Component	First cleanup	Second cleanup
Library Amplification reaction	50 mircoliters	50 mircoliters
product
Agecourt AMPure XP reagent	40 mircoliters	35 mircoliters
Total Volume	90 mircoliters	85 mircoliters

• • • 2. Mix thoroughly by pipetting up and down 10 times.
    • 3. Incubate at room temperature for 10 min to bind DNA to the beads.
    • 4. Place the tubes on a magnet to capture the beads. Incubate for about 5 min till the liquid is clear.
    • 5. Carefully remove and discard the supernatant. Keep the tubes on the magnet and add 200 ul of 80% ethanol. Incubate the tubes at RT for ≥30 sec and remove the ethanol.
    • 6. Repeat Step 5. Try to remove all residual ethanol without disturbing the beads.

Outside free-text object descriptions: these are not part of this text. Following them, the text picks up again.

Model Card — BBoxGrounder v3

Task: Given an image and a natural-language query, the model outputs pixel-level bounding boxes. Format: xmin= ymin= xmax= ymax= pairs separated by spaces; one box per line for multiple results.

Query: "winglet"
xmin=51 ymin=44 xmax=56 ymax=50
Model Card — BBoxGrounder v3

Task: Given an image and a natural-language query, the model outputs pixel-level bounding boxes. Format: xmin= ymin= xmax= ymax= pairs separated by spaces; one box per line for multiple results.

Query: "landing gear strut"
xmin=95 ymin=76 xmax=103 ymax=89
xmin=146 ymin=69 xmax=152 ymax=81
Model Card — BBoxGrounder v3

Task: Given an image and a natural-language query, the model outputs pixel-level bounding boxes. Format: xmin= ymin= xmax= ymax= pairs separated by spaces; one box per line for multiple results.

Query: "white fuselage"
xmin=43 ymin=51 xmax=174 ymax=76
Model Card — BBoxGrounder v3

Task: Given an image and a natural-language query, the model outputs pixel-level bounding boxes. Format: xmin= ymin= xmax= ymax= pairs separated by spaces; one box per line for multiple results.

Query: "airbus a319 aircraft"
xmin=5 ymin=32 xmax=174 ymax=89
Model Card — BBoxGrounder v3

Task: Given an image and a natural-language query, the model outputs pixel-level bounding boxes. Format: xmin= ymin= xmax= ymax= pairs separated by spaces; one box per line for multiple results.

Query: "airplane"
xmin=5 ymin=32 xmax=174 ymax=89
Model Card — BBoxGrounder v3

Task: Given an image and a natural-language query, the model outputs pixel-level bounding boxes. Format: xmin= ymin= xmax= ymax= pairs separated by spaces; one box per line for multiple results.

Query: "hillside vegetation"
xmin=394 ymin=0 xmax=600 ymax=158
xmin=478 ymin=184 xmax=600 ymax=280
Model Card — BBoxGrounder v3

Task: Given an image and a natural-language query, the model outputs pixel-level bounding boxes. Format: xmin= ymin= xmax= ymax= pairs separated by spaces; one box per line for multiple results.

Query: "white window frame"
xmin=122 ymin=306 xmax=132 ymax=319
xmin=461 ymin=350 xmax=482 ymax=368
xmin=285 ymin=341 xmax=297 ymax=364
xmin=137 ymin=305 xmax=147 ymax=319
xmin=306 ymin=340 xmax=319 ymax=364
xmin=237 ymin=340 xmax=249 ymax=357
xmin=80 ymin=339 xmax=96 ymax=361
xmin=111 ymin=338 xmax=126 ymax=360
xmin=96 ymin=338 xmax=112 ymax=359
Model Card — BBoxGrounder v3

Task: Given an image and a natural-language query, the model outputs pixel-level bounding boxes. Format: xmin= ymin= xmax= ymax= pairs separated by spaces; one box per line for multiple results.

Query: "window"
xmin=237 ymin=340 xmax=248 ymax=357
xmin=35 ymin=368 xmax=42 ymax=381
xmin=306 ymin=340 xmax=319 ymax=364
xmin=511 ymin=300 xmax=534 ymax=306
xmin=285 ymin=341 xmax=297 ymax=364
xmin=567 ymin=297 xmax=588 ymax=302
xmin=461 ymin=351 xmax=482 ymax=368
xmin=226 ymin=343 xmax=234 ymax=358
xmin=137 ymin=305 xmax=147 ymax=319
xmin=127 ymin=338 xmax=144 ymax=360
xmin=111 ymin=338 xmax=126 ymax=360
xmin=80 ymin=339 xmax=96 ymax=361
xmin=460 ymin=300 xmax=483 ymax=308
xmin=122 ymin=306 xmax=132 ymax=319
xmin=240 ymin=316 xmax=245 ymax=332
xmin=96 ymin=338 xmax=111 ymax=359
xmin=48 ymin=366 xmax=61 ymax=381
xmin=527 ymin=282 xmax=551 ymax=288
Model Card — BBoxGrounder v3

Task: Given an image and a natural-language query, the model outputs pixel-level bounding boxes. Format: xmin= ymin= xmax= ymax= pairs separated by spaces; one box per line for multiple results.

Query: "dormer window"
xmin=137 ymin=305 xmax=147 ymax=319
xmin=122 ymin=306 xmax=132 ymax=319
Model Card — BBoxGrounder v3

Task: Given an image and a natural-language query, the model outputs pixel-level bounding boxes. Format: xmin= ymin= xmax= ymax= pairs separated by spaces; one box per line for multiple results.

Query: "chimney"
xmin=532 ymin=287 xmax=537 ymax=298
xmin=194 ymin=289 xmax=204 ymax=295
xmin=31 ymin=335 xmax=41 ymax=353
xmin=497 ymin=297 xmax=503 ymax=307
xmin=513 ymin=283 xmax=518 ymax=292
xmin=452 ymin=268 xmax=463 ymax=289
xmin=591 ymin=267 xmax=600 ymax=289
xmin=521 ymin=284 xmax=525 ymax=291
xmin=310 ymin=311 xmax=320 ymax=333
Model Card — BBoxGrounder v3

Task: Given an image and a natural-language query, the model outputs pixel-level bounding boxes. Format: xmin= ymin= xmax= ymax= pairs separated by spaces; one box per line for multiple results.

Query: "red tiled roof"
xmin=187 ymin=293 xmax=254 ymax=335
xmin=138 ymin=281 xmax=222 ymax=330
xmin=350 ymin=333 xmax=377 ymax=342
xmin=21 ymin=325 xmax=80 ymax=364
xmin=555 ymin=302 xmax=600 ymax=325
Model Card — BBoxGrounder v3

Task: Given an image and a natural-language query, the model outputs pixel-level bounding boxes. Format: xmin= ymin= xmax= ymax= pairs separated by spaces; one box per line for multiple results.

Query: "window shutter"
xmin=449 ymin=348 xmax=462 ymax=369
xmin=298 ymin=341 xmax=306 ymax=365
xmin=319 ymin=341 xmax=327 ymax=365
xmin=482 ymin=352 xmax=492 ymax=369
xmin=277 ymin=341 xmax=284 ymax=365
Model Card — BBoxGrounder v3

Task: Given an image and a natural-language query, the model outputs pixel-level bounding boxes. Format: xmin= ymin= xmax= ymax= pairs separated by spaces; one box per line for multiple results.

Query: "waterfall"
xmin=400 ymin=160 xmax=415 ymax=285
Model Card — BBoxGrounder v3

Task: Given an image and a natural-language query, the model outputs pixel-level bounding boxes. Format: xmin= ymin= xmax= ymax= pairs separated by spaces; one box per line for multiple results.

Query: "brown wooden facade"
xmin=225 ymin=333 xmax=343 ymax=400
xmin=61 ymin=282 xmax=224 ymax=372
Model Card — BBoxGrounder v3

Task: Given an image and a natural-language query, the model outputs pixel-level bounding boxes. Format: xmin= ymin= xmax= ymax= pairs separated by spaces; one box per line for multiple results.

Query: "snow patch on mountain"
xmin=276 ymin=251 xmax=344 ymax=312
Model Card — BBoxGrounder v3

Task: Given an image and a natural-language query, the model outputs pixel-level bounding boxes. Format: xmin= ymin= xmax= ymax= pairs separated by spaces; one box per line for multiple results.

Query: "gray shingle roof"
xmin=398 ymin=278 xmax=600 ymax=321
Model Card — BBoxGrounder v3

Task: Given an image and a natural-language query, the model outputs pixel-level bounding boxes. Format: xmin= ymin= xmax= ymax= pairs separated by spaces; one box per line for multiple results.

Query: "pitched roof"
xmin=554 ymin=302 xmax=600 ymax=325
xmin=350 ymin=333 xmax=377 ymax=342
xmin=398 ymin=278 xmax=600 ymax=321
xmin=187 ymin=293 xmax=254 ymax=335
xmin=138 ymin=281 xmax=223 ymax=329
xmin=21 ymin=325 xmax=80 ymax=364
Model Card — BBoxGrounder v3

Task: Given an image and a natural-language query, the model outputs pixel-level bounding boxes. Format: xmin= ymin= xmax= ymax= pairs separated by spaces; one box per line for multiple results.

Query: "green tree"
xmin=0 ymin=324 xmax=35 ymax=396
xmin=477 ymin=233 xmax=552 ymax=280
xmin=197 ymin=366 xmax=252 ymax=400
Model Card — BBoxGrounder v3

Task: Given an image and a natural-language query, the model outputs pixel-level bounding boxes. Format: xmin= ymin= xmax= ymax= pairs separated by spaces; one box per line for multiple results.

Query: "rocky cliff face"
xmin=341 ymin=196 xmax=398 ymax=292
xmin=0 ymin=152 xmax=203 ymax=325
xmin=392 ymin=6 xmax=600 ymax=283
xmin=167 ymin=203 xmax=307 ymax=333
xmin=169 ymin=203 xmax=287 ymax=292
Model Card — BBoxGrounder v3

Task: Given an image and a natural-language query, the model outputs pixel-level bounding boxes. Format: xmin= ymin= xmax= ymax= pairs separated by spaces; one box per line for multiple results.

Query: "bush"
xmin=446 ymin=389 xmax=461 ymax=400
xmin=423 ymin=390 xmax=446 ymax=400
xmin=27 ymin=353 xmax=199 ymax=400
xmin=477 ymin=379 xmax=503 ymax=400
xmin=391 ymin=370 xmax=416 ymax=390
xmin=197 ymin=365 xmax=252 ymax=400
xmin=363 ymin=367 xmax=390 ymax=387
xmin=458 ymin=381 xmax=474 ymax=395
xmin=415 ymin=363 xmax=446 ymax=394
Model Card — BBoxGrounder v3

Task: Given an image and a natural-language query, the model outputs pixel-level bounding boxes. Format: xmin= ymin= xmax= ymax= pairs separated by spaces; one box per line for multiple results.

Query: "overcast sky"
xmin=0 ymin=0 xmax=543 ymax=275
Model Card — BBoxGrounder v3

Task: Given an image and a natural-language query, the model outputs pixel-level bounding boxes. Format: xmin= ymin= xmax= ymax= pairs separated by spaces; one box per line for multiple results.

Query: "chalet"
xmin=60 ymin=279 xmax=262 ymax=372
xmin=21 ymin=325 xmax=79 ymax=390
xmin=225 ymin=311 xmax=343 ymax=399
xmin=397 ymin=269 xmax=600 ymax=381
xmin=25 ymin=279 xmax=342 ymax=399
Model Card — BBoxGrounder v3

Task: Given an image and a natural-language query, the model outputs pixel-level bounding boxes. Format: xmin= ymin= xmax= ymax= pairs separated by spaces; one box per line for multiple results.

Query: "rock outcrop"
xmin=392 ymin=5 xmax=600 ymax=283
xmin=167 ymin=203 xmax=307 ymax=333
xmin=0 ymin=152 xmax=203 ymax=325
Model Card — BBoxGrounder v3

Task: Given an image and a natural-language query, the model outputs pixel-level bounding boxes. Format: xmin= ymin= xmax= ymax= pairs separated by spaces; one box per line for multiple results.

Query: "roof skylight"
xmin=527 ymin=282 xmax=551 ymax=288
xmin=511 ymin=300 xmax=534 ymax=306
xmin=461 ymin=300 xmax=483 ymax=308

    • 7. Dry the beads at RT for 5 min. Remove the tubes from magnet and resuspend the beads in 53 mircoliters 10 mM Tris-HCl elution buffer.
    • 8. Incubate the tubes at RT for 2 min to elute DNA off the beads.
    • 9. Place the tubes on a magnet to capture the beads and incubate until the liquid is clear. Transfer 50 mircoliters cleared supernatant to new tubes.
    • 10. Repeat steps 1-9 with second cleanup. In second cleanup, resuspend beads with 23 mircoliters 10 mM Tris-HCl elution buffer (step 7) and Transfer 20 mircoliters cleared supernatant to new tubes (step 9).
    • 11. HS Qubit will be used for the quantification of DNA library. Analysis of DNA fragments will be achieved by the Agilent 2100 Bioanalyzer.
    • 12. 4 libraries with equal molarity are pooled and sequenced on NGS platform.